When a beam of light then hits the molecule, it switches from its open to its closed state, resulting in a flowing current. “For the first time ever we could switch on a single contacted molecule and prove that this precise molecule becomes a conductor on which we have used the light beam,” says Dr. Erbe, pleased with the results. “We have also characterized the molecular switching mechanism in extremely high detail, which is why I believe that we have succeeded in making an important step toward a genuine molecular electronic component.”
Switching off, however, does not yet work with the contacted diarylethene, but the physicist is confident: “Our colleagues from the HZDR theory group are computing how precisely the molecule must rotate so that the current is interrupted.
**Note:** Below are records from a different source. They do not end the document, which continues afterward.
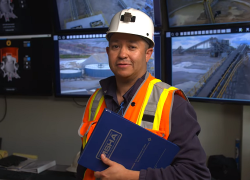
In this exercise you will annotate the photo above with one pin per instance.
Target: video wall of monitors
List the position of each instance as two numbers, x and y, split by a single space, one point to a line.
26 63
210 64
187 13
25 17
81 62
95 14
Together with the chemists from Konstanz, we will be able to accordingly implement the design and synthesis for the molecule.” However, a great deal of patience is required because it’s a matter of basic research. The diarylethene molecule contact using electron-beam lithography and the subsequent measurements alone lasted three long years. Approximately ten years ago, a working group at the University of Groningen in the Netherlands had already managed to construct a switch that could interrupt the current. The off-switch also worked only in one direction, but what couldn’t be proven at the time with certainty was that the change in conductivity was bound to a single molecule.
Nano-electronics in Dresden
One area of research focus in Dresden is what is known as self-organization. “DNA molecules are, for instance, able to arrange themselves into structures without any outside assistance. If we succeed in constructing logical switches from self-organizing molecules, then computers of the future will come from test-tubes,” Dr. Erbe prophesizes. The enormous advantages of this new technology are obvious: billion-euro manufacturing plants that are necessary for manufacturing today’s microelectronics could be a thing of the past. The advantages lie not only in production but also in operating the new molecular components, as they both will require very little energy.